A fundamental argument against the doctrine of Mahdiden is the reference to the hidden meaning of the religious scriptures. Here Maimonides uses the term Batin (Arabic باطن - occult, mystical, hidden), which was established in Islamic theology. Thus Maimonides shows for posterity, as well the Jewish scholars in the Islamic theology ( ʿ Ilm al - Kalam ) knew about. The argument implies that reveal a secret message from the religious text which could not be discovered through pure studies themselves. The essential belief in Moses as the supreme prophet is the prerequisite for the recognition of the secret message ( Batin ). Furthermore, this secret meaning was not present in any text. Only the Torah lists these hidden meaning, the Muslims would have no knowledge of it and the Quran it does not contain even so Maimonides. All that the Koran contains, thus is mere imitation ( taqlid see ). The preclude the expertise with which Maimonides used the arguments and language of Islamic theology.

The Messiah argument

The main part of the letter is the proclamation of the coming of a Messiah for the Jews in Yemen. When preaching the passage can be seen, because he did not, as usual in the letter from the Tanakh quoting, but even as a prophet, dated the date of the dawn of the Messianic age.
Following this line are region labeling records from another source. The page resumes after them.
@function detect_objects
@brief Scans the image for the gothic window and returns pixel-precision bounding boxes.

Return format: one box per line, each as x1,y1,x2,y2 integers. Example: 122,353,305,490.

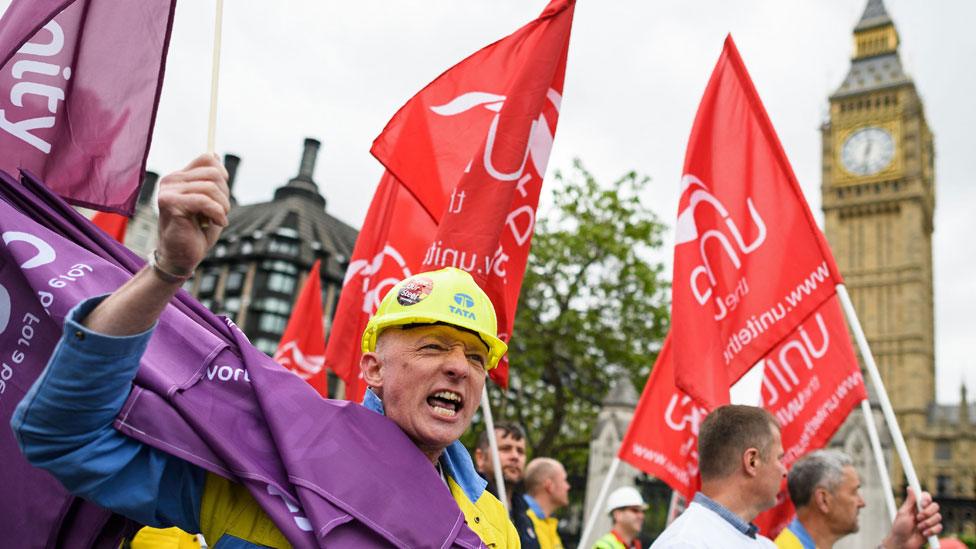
224,297,241,316
224,270,244,294
200,273,217,295
254,297,291,315
268,238,298,256
935,475,951,496
261,259,298,274
267,273,295,294
254,337,278,355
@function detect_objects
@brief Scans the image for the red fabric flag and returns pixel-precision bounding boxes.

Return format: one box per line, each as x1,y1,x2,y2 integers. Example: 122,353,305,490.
671,36,842,408
755,296,868,537
325,172,437,402
92,212,129,244
618,297,867,536
617,333,708,501
0,0,176,215
372,0,575,386
326,0,575,399
274,259,329,398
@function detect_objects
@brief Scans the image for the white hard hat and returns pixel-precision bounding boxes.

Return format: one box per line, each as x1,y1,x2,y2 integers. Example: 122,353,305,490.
607,486,647,513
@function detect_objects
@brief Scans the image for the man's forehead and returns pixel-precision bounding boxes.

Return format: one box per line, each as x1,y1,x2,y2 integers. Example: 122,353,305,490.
495,429,525,446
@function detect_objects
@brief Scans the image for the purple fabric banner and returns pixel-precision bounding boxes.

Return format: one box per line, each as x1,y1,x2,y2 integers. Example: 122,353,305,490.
0,0,176,215
0,169,482,547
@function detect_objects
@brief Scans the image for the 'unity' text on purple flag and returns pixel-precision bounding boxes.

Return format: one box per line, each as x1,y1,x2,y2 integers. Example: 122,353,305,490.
0,0,176,215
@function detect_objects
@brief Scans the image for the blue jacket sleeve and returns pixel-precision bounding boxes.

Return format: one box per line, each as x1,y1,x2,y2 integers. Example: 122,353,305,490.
10,297,205,532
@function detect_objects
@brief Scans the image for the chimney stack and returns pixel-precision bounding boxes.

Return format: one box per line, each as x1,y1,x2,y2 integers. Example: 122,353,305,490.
296,137,322,181
224,154,241,194
136,172,159,206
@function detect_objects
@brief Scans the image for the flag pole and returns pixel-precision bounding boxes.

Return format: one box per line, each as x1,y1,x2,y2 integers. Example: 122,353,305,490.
207,0,224,154
576,456,620,549
861,399,898,522
197,0,224,231
481,383,509,511
837,284,940,549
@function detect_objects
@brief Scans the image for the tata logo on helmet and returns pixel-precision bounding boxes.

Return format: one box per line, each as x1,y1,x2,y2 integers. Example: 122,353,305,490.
0,284,10,334
447,292,478,320
454,293,474,309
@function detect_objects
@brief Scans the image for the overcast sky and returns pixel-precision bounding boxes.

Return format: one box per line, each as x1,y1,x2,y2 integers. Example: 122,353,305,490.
0,0,976,402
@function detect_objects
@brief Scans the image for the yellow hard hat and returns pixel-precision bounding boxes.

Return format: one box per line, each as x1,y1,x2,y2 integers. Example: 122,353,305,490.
363,267,508,370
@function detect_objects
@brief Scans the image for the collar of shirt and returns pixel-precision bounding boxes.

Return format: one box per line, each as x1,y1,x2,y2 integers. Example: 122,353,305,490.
610,530,641,549
786,517,817,549
693,492,759,539
363,389,488,503
522,494,549,520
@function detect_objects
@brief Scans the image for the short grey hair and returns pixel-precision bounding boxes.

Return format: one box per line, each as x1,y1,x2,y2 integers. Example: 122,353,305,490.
786,450,854,507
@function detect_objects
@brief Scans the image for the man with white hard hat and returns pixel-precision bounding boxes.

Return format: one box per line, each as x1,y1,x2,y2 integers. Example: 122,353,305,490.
593,486,647,549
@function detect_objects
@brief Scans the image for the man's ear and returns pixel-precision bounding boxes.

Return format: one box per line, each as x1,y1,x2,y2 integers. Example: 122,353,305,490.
813,488,830,515
359,353,383,388
742,448,761,477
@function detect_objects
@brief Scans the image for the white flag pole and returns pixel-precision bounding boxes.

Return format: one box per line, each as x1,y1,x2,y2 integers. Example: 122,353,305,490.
197,0,224,231
207,0,224,154
481,383,509,511
837,284,940,549
576,457,620,549
861,399,898,522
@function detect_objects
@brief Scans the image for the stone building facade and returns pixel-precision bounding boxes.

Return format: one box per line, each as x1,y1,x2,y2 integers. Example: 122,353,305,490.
821,0,976,547
185,139,359,395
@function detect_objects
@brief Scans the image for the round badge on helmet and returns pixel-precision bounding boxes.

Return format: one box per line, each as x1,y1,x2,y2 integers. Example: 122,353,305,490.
397,276,434,307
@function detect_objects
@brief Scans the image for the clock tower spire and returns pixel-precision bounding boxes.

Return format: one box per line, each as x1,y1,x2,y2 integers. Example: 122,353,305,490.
821,0,935,486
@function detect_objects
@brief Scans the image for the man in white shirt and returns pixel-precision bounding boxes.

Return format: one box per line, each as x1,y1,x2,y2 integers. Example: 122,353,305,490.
651,405,786,549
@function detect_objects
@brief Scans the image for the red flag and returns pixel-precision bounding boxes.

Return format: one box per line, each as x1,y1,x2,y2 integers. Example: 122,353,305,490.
92,212,129,244
755,296,868,537
326,0,575,399
671,36,842,408
618,297,867,536
325,172,437,402
372,0,575,386
274,259,329,397
0,0,176,215
617,334,708,501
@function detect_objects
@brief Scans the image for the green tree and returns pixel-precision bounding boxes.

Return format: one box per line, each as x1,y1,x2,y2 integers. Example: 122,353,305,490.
482,159,670,476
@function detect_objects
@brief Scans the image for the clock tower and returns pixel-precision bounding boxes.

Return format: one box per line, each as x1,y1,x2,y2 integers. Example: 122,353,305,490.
821,0,935,484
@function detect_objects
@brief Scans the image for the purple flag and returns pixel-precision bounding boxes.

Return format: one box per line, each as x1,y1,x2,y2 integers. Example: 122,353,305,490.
0,0,176,215
0,169,482,547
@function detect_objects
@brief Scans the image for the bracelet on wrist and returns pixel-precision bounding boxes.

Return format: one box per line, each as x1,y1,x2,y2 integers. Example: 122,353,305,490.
149,249,193,285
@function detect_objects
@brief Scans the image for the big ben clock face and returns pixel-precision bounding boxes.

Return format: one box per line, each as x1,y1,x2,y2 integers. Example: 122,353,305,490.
841,127,895,175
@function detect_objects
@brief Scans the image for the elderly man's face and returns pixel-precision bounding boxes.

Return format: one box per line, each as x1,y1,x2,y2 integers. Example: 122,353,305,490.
362,324,488,460
827,465,864,535
474,429,525,484
758,428,786,508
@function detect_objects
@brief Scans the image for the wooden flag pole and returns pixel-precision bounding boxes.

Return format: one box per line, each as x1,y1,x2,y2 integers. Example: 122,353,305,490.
576,457,620,549
837,284,940,549
481,383,509,511
197,0,224,231
861,399,898,522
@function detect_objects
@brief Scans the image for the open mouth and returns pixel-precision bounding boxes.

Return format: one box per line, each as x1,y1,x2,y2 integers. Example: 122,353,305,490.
427,391,464,417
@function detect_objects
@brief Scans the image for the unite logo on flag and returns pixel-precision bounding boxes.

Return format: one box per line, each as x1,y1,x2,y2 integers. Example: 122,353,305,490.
675,174,766,320
671,38,841,409
342,244,411,315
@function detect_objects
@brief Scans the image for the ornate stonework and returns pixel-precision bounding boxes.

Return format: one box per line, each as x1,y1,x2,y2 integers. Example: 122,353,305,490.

Maimonides identifies himself as a self- empowered and able to name the date. Because he had been allegedly passed on by his grandfather about his father, a method of calculation that was the right thing before any other calculation methods. Why, he founded not accurate. In this passage, Maimonides clearly contradicts. Because generally in the letter, but also in his other works, such as the 11th and 12th section of the Mishneh Torah on the establishment of the Kings ( Hilchos Melachim ), the physician from Cordoba believes that the time is not of men ergründlich and was probably never be calculated. The timing, according to Christian calendar 1210 is to be calculated as follows:

Effect

About the effect of the letter to the tradition of the Yemenite Jews largely silent. It is reported that the rule of Mahdiden got to the end only a few months later. From a Messiah or a person who united messianic properties on yourself, is not reported. However, whether the decline of Mahdiden dynasty in Yemen was a result of the letter, can not be said with certainty. The letter was understood by the rulers of Yemen in many parts. Especially since he was using a large amount of vocabulary and typical terms that could understand and interpret straight Shiites of that time effortlessly. Nevertheless, it is also assumed that the make -do Mahdiden were simply defeated by the political and military power of the incident Ayyubids. Regardless of the factual history of influence is especially revered to this day, especially among the Yemenite Jews, Moses Maimonides.